Okay... so... here's my attempt to get it working...

Code:
					DWORD* indices32;
					WORD* indices16;

				
					char* vertices;

					testMesh->LockVertexBuffer(0, (void**)&vertices);
					if (testMesh->GetOptions() & D3DXMESH_32BIT)
					{
						testMesh->LockIndexBuffer(0, (void**)&indices32);
						memcpy(&(*intersectTri).p1, &vertices[indices32[faceIndex * 3 + 0] * testMesh->GetNumBytesPerVertex()], sizeof(D3DXVECTOR3));
						memcpy(&(*intersectTri).p2, &vertices[indices32[faceIndex * 3 + 1] * testMesh->GetNumBytesPerVertex()], sizeof(D3DXVECTOR3));
						memcpy(&(*intersectTri).p3, &vertices[indices32[faceIndex * 3 + 2] * testMesh->GetNumBytesPerVertex()], sizeof(D3DXVECTOR3));
					}
					else
					{
						testMesh->LockIndexBuffer(0, (void**)&indices16);
						memcpy(&(*intersectTri).p1, &vertices[indices16[faceIndex * 3 + 0] * testMesh->GetNumBytesPerVertex()], sizeof(D3DXVECTOR3));
						memcpy(&(*intersectTri).p2, &vertices[indices16[faceIndex * 3 + 1] * testMesh->GetNumBytesPerVertex()], sizeof(D3DXVECTOR3));
						memcpy(&(*intersectTri).p3, &vertices[indices16[faceIndex * 3 + 2] * testMesh->GetNumBytesPerVertex()], sizeof(D3DXVECTOR3));
					}
					
					testMesh->UnlockIndexBuffer();
					testMesh->UnlockVertexBuffer();
I use a char* for the vertex buffer so I can pick the offset with GetNumBytesPerVertex(). Then I rely ont he fact that position comes first to do a binary copy into the D3DXVECTOR3 fields. Models can have either 16 or 32-bit index buffers, hence the WORD and DWORD split. However, the indexes returned are invalid (way outside of the vertex buffers' range).

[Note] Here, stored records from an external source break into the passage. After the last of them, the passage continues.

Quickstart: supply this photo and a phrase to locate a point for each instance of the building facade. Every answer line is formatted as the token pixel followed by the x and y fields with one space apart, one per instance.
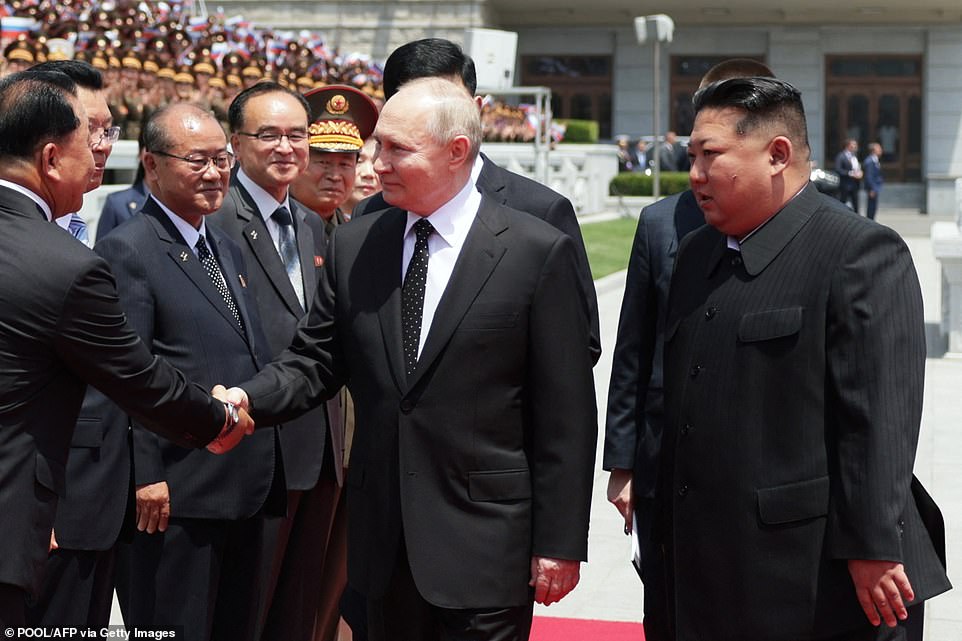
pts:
pixel 887 72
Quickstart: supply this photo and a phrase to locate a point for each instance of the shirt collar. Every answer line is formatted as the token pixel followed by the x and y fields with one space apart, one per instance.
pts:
pixel 44 207
pixel 265 203
pixel 453 219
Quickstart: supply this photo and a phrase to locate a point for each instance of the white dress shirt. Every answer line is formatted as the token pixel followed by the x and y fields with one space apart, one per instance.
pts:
pixel 451 222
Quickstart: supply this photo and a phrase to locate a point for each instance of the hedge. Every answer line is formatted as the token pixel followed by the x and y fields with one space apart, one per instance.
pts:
pixel 579 131
pixel 629 183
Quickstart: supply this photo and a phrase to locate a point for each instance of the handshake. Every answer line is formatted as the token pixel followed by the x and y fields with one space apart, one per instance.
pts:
pixel 237 423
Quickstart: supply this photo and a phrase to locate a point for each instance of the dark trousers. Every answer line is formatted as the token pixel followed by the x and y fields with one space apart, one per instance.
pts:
pixel 77 590
pixel 309 566
pixel 202 574
pixel 848 193
pixel 13 601
pixel 872 205
pixel 403 615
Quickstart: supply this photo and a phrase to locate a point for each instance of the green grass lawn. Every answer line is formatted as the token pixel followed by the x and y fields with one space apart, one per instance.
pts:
pixel 609 244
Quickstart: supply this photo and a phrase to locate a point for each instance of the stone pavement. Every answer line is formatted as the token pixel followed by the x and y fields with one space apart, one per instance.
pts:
pixel 610 589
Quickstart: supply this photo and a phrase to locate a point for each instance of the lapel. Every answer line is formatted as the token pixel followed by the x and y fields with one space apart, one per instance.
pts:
pixel 183 256
pixel 387 235
pixel 491 181
pixel 262 246
pixel 479 256
pixel 305 251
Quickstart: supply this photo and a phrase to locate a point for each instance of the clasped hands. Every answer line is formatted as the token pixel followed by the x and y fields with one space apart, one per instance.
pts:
pixel 232 433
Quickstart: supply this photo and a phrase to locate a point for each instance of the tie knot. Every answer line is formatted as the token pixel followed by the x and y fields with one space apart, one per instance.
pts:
pixel 423 229
pixel 282 217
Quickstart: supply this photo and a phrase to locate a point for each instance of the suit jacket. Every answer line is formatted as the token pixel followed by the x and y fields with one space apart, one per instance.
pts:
pixel 174 307
pixel 302 439
pixel 121 205
pixel 484 456
pixel 872 174
pixel 793 396
pixel 635 396
pixel 523 194
pixel 61 327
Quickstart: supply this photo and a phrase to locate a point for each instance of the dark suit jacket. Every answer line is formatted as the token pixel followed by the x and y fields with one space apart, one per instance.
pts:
pixel 484 457
pixel 793 396
pixel 302 439
pixel 523 194
pixel 120 206
pixel 171 302
pixel 872 174
pixel 61 327
pixel 635 396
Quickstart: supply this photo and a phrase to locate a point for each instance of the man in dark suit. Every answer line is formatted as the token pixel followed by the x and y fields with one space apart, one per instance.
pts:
pixel 849 174
pixel 635 396
pixel 477 489
pixel 873 178
pixel 197 558
pixel 436 57
pixel 311 445
pixel 121 205
pixel 61 327
pixel 786 481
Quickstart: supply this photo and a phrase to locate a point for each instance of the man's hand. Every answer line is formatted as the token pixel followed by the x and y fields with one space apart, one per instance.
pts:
pixel 153 507
pixel 234 395
pixel 881 587
pixel 232 433
pixel 619 494
pixel 553 578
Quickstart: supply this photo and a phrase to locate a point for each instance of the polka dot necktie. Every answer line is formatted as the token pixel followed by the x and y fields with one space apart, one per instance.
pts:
pixel 77 228
pixel 412 295
pixel 213 270
pixel 287 247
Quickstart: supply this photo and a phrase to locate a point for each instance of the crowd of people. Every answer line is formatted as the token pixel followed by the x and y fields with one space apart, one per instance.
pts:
pixel 420 374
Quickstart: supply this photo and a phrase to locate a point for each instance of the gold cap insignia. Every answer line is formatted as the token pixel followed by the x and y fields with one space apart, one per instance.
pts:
pixel 337 105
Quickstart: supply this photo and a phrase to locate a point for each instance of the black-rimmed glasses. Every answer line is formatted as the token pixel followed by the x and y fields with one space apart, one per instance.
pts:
pixel 198 164
pixel 108 136
pixel 274 138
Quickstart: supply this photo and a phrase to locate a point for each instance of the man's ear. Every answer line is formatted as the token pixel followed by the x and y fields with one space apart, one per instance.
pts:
pixel 51 161
pixel 780 152
pixel 458 150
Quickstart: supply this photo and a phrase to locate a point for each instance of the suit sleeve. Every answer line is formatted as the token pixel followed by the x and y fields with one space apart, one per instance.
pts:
pixel 311 369
pixel 876 362
pixel 137 300
pixel 561 215
pixel 94 340
pixel 632 359
pixel 562 413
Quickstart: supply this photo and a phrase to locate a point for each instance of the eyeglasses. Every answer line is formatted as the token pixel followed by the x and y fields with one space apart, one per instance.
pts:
pixel 198 164
pixel 107 136
pixel 274 138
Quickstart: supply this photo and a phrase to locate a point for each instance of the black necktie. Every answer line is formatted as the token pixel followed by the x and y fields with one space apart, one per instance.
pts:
pixel 412 295
pixel 288 251
pixel 213 270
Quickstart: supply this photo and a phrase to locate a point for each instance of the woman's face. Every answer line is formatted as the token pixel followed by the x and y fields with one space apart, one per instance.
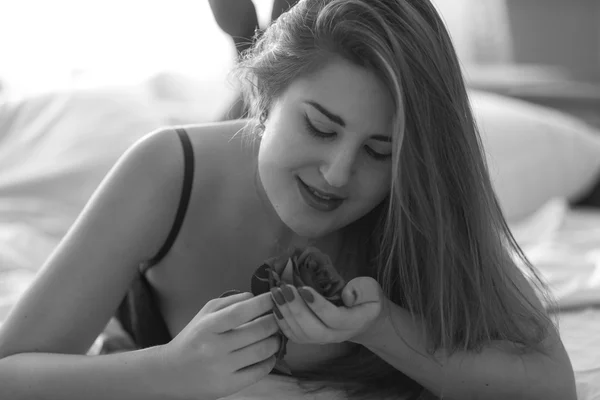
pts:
pixel 330 132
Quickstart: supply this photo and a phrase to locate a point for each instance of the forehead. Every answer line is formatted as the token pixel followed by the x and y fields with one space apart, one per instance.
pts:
pixel 352 92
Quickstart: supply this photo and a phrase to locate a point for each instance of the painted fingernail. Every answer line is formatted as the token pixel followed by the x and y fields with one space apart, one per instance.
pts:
pixel 306 295
pixel 277 296
pixel 277 312
pixel 288 293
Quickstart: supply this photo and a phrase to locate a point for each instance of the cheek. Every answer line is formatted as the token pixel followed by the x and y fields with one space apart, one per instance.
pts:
pixel 374 188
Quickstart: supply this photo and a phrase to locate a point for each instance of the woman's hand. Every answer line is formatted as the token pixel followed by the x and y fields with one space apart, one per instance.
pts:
pixel 230 344
pixel 307 317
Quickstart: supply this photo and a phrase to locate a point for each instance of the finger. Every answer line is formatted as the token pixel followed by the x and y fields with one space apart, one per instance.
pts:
pixel 327 312
pixel 279 311
pixel 240 313
pixel 251 332
pixel 255 352
pixel 222 302
pixel 334 318
pixel 303 322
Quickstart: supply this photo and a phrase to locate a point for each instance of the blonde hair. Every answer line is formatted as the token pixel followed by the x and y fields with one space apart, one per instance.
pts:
pixel 438 245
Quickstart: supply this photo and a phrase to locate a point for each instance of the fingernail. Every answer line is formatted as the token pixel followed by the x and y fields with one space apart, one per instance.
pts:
pixel 306 295
pixel 277 296
pixel 288 293
pixel 277 312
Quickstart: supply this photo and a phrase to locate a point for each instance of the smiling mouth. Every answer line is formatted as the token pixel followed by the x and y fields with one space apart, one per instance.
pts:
pixel 316 199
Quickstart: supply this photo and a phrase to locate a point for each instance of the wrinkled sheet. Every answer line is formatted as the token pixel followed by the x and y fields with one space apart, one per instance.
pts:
pixel 54 152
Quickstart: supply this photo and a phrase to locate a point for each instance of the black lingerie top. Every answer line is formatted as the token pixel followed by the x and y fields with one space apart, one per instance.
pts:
pixel 139 313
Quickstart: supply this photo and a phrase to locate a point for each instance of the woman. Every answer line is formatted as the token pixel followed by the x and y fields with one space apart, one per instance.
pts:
pixel 362 144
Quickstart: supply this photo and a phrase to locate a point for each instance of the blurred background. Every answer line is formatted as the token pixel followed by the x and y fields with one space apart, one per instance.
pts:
pixel 82 80
pixel 522 47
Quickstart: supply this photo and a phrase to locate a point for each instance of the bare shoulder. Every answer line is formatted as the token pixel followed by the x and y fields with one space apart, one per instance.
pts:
pixel 80 285
pixel 220 146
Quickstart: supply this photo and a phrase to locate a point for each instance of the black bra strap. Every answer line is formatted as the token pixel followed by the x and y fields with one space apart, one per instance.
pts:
pixel 186 190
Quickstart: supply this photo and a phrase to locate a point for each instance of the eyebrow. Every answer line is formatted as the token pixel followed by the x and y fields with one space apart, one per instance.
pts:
pixel 340 121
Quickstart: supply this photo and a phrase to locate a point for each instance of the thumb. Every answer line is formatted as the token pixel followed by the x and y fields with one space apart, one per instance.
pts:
pixel 361 290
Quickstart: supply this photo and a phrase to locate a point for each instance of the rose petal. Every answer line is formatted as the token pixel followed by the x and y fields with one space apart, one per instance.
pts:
pixel 287 275
pixel 260 280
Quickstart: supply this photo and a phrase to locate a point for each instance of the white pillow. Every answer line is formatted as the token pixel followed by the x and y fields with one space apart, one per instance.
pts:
pixel 55 149
pixel 534 153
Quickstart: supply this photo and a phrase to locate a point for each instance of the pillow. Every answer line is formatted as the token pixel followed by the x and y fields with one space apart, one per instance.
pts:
pixel 534 153
pixel 55 149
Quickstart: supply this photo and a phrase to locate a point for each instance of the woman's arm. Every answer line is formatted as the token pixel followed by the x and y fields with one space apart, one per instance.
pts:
pixel 499 371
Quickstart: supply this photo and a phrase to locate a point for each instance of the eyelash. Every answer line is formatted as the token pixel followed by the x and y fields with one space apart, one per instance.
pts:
pixel 325 135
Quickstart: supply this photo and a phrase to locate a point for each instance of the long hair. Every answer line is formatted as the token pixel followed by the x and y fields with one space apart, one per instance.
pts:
pixel 438 244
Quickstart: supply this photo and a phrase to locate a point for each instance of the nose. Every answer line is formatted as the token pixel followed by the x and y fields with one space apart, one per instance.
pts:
pixel 338 168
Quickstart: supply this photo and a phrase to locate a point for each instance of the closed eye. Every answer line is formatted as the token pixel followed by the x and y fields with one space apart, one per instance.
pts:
pixel 314 131
pixel 327 135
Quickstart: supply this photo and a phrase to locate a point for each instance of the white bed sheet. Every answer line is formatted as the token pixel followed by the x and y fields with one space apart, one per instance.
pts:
pixel 55 150
pixel 564 245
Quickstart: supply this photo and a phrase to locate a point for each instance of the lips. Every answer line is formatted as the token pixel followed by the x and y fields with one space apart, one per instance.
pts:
pixel 317 199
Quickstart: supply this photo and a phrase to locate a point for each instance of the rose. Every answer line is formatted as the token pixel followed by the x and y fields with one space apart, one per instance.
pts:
pixel 301 267
pixel 297 267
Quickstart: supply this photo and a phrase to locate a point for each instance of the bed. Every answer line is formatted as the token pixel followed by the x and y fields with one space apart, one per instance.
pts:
pixel 56 147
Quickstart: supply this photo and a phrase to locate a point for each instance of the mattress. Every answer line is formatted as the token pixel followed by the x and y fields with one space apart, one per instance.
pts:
pixel 49 169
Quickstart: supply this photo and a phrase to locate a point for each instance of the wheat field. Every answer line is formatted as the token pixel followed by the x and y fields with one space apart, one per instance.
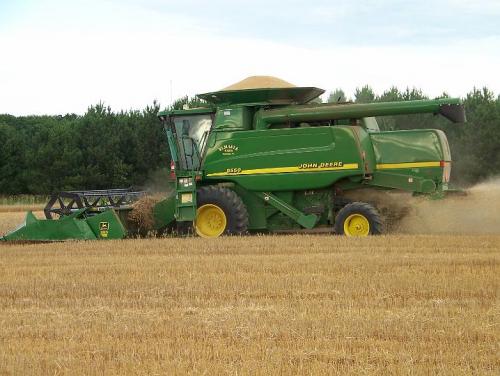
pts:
pixel 271 305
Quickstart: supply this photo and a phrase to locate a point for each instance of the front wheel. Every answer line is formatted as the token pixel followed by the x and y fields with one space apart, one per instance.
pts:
pixel 358 219
pixel 220 212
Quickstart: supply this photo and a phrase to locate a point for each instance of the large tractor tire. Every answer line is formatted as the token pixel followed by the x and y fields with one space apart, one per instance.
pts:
pixel 220 212
pixel 358 219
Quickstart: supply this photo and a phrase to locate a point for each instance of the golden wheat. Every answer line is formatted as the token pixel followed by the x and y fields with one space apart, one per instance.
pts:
pixel 298 304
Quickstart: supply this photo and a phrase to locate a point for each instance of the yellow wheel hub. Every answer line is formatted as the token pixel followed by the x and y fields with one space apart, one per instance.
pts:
pixel 356 225
pixel 210 221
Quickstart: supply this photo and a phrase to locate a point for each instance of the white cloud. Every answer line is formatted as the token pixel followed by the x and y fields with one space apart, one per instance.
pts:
pixel 59 61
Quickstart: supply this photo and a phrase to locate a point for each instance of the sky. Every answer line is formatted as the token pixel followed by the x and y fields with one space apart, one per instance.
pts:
pixel 59 57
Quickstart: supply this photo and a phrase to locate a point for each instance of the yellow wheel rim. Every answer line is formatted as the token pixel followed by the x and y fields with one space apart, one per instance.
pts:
pixel 210 221
pixel 356 225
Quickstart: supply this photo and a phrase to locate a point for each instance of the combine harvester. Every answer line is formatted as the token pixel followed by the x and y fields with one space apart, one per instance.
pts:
pixel 269 160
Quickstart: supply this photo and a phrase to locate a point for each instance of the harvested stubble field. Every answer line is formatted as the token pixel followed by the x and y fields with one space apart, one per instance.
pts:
pixel 298 304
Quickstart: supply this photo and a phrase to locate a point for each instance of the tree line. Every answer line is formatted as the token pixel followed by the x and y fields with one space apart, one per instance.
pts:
pixel 105 149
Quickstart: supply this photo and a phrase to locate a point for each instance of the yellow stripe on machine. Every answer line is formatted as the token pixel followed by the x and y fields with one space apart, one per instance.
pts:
pixel 385 166
pixel 280 170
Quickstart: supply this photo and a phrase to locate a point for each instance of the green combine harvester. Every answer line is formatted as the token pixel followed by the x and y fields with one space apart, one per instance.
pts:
pixel 268 160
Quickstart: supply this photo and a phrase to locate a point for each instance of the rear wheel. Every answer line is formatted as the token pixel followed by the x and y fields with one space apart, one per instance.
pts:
pixel 220 212
pixel 358 219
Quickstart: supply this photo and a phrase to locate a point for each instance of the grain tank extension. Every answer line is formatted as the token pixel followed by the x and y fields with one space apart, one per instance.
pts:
pixel 271 160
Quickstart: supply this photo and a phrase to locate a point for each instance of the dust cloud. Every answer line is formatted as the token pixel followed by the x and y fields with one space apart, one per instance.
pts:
pixel 476 212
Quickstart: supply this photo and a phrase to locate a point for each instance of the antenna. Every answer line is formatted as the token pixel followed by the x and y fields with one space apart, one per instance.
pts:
pixel 171 95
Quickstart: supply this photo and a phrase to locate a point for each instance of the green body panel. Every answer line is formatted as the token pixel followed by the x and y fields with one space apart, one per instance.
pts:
pixel 105 225
pixel 164 211
pixel 283 159
pixel 410 146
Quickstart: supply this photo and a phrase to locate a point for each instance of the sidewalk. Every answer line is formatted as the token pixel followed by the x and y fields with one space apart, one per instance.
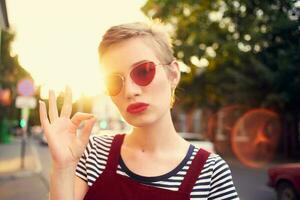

Edit: So.. it just returned a faceIndex that was GREATER than the number of vertices..... that shouldn't be possible, right?

Edit: Fixed the code to the working form for reference by whoever wants it. LockIndexBuffer and LockVertexBuffer do their own memory management, so malloc causes memory leaks.